Now in fairness America and England did most of the heavy lifting and most of the work. But I think it could have been a little more magnanimous all the way along. And I give specific people, in particular Yoshi Sukaki and Jean Weisenbach tremendous credit for hanging in there in situations when it would have been very easy to tell people what to do with their DNA sequence.
They attended all the meetings. But this is sort of a situation of an army. And in armies you have to have structure because the human genome project had to be run like a war. And so you have generals and you have lieutenants and you have foot soldiers and you have people that do the supply lines, right. But that didn’t have to be the case that all the generals were from the U.S. and England. And all the people that did the supply lines came from other countries. That’s my point.

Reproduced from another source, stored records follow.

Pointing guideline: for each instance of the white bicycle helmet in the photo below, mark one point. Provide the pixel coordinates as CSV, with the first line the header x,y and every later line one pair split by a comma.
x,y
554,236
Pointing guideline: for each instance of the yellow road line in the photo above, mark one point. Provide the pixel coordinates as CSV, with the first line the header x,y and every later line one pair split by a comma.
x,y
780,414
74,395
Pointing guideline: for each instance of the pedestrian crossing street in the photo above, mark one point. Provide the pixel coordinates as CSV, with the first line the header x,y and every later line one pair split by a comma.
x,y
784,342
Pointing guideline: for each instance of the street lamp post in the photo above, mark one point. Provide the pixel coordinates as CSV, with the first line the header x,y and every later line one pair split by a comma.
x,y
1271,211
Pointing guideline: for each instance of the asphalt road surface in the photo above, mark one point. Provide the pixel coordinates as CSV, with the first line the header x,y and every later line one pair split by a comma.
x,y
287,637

David Cox received B.A. and M.S. degrees from Brown University and M.D. and Ph.D. degrees from the University of Washington. From 1980 to 1993, Dr. Cox held faculty positions in the Departments of Pediatrics, Biochemistry and Psychiatry at the University of California San Francisco. In 1993, he became Professor of Genetics and Pediatrics at the Stanford University School of Medicine as well as the Co-director of the Stanford Genome Center.
Dr Cox was a co-founder of Perlegen, and has been Chief Scientific Officer of the Company since its formation in 2001. He has served on several international and national councils and commissions including the Council of the Human Genome Organization (HUGO) and the National Bioethics Advisory Commission (NBAC). He presently serves as a member of the Health Sciences Policy Board of the Institute of Medicine. Dr Cox's honors include election to the Institute of Medicine of the National Academy of Sciences.
Cox was a member of one of the first groups to begin sequencing the human genome. His relationship with Watson developed from his interest in Cox’s innovative approach to sequencing, called radiation hybrid mapping.
He attended the 68th Cold Spring Harbor symposium to celebrate the completion of the rough draft of the human sequence.